Choose a reason for hiding this comment

The reason will be displayed to describe this comment to others. Learn more.

please check if other blocking commands were affected by this bug.
i.e. WAITAOF, modules, BLPOP.
i suppose at least the list blocking commands can get unblocked and re-blocked similarly to XREAD, so we should mention them in the release notes.

@enjoy-binbin
Copy link
Contributor Author

BLPOP / BZPOPMIN have the same issue and i reproduce it in local.

i think modules also have the issue, but i haven't found a test case to reproduce yet, maybe you have a idea?

    c->bstate.timeout = 0;
    if (timeout_ms) {
        mstime_t now = mstime();
        if  (timeout_ms > LLONG_MAX - now) {
            c->bstate.module_blocked_handle = NULL;
            addReplyError(c, "timeout is out of range"); /* 'timeout_ms+now' would overflow */
            return bc;
        }
        c->bstate.timeout = timeout_ms + now;
    }

WAITAOF, i didn't think of a scenario where re-process would be triggered, do you have a idea?

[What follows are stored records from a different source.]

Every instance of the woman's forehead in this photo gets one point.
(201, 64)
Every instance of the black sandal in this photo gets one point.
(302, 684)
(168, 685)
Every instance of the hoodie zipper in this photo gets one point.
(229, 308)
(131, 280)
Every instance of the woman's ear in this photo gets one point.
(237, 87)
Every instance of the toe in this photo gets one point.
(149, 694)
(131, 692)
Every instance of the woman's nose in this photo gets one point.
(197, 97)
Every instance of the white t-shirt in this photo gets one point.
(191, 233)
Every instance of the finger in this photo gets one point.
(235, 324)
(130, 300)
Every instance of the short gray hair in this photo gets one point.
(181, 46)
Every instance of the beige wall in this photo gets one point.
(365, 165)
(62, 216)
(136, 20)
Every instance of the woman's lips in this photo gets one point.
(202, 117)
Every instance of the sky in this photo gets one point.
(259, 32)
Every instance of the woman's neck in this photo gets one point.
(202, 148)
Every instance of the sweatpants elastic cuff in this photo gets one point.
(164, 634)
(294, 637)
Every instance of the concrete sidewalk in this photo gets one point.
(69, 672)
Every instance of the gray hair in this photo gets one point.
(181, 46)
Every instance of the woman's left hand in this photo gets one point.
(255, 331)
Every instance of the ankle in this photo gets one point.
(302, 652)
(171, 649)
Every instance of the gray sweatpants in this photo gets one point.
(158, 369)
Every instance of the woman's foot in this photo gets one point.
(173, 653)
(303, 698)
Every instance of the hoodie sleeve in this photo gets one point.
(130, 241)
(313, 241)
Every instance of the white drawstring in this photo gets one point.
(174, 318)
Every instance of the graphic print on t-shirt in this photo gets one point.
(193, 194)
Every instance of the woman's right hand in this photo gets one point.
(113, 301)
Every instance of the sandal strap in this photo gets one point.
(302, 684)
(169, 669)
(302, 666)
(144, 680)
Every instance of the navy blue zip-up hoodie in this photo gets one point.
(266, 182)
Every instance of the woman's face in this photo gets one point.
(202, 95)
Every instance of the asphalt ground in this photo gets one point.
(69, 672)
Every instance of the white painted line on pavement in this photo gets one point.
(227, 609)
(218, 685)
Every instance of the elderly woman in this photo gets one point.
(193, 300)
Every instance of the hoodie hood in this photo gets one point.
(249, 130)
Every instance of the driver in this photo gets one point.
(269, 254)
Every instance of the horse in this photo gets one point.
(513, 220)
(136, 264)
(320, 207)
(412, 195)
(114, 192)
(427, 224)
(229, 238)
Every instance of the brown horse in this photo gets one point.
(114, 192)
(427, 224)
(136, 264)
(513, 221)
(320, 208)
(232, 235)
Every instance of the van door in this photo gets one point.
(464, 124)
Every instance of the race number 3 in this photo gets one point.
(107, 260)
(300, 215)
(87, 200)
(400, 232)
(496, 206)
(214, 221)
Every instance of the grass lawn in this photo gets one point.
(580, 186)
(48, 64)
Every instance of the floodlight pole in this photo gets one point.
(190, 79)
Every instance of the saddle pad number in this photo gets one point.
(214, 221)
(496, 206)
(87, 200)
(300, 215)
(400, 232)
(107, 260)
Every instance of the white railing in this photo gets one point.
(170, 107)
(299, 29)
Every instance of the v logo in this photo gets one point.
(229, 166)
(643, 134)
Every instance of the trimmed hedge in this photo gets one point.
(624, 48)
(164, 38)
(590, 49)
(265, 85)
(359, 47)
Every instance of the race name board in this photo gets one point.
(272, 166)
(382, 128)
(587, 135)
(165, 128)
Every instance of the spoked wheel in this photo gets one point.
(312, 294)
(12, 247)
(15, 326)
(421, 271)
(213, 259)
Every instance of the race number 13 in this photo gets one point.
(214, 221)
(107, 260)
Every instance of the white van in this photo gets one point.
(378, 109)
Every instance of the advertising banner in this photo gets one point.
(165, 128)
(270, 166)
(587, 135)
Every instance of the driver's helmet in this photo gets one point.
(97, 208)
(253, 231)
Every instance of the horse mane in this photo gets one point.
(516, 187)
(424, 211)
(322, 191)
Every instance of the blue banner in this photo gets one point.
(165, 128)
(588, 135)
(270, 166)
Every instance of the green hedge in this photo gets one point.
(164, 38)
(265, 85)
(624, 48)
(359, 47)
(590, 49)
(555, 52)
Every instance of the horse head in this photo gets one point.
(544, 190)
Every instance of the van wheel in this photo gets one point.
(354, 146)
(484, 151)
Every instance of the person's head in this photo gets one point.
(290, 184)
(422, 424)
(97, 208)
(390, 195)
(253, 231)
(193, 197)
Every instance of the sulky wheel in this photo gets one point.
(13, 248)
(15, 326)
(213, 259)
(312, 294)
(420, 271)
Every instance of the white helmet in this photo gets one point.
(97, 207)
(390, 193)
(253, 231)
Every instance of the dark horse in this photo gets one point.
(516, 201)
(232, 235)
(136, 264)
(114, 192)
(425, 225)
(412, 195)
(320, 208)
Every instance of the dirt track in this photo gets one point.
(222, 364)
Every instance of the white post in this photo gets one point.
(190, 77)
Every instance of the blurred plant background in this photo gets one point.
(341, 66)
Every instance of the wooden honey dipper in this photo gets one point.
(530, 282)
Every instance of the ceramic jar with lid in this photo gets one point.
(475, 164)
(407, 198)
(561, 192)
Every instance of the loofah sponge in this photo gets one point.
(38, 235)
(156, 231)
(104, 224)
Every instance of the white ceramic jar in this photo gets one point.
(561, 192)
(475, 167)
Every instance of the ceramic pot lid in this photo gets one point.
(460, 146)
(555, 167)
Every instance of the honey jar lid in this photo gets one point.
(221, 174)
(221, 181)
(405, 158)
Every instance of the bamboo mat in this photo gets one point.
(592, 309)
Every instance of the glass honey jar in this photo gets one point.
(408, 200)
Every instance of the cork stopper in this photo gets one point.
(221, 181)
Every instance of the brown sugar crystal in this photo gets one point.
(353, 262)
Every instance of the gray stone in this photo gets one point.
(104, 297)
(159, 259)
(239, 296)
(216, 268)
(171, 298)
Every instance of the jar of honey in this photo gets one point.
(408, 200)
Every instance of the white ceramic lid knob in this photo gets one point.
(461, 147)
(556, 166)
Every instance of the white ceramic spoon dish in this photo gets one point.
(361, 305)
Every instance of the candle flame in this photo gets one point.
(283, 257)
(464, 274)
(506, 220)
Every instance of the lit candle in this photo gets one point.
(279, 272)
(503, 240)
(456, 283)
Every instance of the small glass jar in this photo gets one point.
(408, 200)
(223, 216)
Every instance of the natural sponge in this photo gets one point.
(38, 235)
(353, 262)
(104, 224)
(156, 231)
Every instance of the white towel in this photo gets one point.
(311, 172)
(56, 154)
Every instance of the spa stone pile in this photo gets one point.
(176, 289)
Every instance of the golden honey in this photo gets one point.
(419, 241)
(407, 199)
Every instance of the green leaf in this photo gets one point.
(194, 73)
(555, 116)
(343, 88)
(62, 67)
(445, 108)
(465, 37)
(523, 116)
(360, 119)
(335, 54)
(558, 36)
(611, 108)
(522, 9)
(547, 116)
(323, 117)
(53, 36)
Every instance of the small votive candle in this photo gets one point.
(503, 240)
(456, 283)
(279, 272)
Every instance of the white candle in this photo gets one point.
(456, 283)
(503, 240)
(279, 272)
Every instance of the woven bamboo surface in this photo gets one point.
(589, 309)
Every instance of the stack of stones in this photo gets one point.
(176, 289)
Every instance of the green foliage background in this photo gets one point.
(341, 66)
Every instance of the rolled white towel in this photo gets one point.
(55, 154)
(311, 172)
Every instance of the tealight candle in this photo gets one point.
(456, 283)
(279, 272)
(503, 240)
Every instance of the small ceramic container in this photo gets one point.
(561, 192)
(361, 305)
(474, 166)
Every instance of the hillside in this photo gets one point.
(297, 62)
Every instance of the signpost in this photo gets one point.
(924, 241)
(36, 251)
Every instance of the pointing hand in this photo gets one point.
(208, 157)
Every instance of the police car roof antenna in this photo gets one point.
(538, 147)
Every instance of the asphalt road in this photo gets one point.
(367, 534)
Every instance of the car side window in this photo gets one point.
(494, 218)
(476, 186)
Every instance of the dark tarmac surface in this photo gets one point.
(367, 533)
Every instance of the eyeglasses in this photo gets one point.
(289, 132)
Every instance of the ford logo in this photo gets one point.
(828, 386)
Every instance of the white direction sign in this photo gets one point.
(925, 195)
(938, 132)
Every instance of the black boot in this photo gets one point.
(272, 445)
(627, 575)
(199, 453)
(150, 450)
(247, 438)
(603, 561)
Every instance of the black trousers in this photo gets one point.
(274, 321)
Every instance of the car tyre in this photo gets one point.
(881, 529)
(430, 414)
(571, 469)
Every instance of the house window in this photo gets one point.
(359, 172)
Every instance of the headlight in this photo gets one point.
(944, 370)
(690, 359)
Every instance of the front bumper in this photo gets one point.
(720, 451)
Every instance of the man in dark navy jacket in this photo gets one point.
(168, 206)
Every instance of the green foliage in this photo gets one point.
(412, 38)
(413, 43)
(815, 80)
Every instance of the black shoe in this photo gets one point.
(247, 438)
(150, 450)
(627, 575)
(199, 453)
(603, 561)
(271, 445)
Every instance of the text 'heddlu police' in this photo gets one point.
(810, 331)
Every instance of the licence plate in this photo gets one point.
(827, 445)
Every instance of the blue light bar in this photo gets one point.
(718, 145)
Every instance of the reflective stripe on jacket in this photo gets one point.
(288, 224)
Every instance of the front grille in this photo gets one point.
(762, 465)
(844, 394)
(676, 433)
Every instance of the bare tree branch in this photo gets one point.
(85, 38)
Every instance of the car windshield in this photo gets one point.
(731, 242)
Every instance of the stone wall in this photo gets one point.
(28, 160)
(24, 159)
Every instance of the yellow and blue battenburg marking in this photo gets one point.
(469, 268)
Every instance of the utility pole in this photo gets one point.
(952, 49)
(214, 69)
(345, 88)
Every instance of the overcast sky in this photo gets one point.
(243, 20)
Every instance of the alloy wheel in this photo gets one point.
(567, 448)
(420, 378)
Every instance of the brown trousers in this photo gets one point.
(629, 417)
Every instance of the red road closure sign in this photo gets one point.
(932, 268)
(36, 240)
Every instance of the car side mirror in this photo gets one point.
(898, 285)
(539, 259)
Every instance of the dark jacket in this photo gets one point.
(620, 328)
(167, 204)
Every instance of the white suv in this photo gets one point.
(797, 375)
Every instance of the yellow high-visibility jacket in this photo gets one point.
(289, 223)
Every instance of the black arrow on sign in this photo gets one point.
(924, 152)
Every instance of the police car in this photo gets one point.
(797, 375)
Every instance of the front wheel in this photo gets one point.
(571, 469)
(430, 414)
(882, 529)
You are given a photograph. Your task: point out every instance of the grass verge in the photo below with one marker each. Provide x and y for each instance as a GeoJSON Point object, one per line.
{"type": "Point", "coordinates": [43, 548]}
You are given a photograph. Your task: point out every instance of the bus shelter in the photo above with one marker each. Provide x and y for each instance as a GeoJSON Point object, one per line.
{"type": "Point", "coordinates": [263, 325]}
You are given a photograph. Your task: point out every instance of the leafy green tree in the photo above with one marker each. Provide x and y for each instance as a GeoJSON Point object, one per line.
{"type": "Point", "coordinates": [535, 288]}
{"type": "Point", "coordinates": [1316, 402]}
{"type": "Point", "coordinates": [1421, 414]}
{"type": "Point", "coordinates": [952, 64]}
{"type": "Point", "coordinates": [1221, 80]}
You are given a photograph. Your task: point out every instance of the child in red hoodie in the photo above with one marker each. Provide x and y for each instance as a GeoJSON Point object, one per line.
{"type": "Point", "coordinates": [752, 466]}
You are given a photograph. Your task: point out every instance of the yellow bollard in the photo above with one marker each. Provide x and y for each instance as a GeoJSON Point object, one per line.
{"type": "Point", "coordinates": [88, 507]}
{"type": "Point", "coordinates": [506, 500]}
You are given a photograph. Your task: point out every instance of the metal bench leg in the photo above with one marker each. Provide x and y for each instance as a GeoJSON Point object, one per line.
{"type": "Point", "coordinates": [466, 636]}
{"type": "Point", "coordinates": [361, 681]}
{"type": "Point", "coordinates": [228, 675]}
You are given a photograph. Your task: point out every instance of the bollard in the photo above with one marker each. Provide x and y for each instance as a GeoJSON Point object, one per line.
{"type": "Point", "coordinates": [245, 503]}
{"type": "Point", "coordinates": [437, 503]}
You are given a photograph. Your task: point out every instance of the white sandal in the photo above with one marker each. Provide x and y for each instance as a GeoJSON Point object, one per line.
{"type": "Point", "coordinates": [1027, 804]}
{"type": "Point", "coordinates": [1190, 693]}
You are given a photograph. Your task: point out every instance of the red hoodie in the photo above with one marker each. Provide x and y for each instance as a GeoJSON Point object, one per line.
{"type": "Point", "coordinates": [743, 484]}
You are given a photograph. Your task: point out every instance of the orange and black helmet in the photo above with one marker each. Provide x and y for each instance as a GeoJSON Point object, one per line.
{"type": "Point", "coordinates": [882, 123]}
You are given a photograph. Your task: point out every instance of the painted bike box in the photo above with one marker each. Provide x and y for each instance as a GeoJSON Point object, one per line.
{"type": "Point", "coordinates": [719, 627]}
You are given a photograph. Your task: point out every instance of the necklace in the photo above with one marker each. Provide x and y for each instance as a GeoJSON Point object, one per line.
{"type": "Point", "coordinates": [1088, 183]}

I will continue to think about it tomorrow and push the first

@enjoy-binbin enjoy-binbin changed the title Fix XREADGROUP BLOCK timeout is reset due to re-processing command Fix blocking commands timeout is reset due to re-processing command Jan 29, 2024
@oranagra
Copy link
Member

i don't think we have to test all of them.
just wanted to mention in the release notes which ones are affected.
please update the top comment and ping me when ready for merge

@enjoy-binbin
Copy link
Contributor Author

There may be modules, but I haven't found any examples where we will re-process command (except blocking auth). Just in case, I also made a small change in the last commit, please take a look

wait and waitaof don't seem to re-process command

@oranagra
Copy link
Member

i think that in modules we never re-process the commands, we left it out of scope in #11012 @ranshid please ack.
@enjoy-binbin please update the top comment with a list of what's impacted and what's not.

@enjoy-binbin
Copy link
Contributor Author

i think that in modules we never re-process the commands, we left it out of scope in #11012 @ranshid please ack.

#11832

i updated the top comment

@oranagra oranagra merged commit 492021d into redis:unstable Jan 30, 2024
@oranagra oranagra added the release-notes indication that this issue needs to be mentioned in the release notes label Jan 30, 2024
@enjoy-binbin enjoy-binbin deleted the fix_xreadgroup_reprocessing branch January 30, 2024 09:36
@enjoy-binbin
Copy link
Contributor Author

enjoy-binbin commented Jan 30, 2024

https://github.com/redis/redis/actions/runs/7709050607/job/21009405189#step:5:683

i see i missed something, that the ci is fails.

        if (keys) {
            blockForKeys(c,BLOCKED_MODULE,keys,numkeys,timeout,flags&REDISMODULE_BLOCK_UNBLOCK_DELETED);
        } else {
+            c->bstate.timeout = timeout;
            blockClient(c,BLOCKED_MODULE);
        }

@oranagra
Do you need me to handle it this way? It feels like the code is a bit hidden. I guess it was just happen to passed PR CI and locally before, so i didn’t find that the Unblock by timer test case would fail.

@oranagra
Copy link
Member

@enjoy-binbin yes, please fix it in this way.
p.s. i don't understand how come it lead to invalidFunctionWasCalled and why it would be flaky. (didn't bother to look at the test)

@enjoy-binbin
Copy link
Contributor Author

p.s. i don't understand how come it lead to invalidFunctionWasCalled and why it would be flaky. (didn't bother to look at the test)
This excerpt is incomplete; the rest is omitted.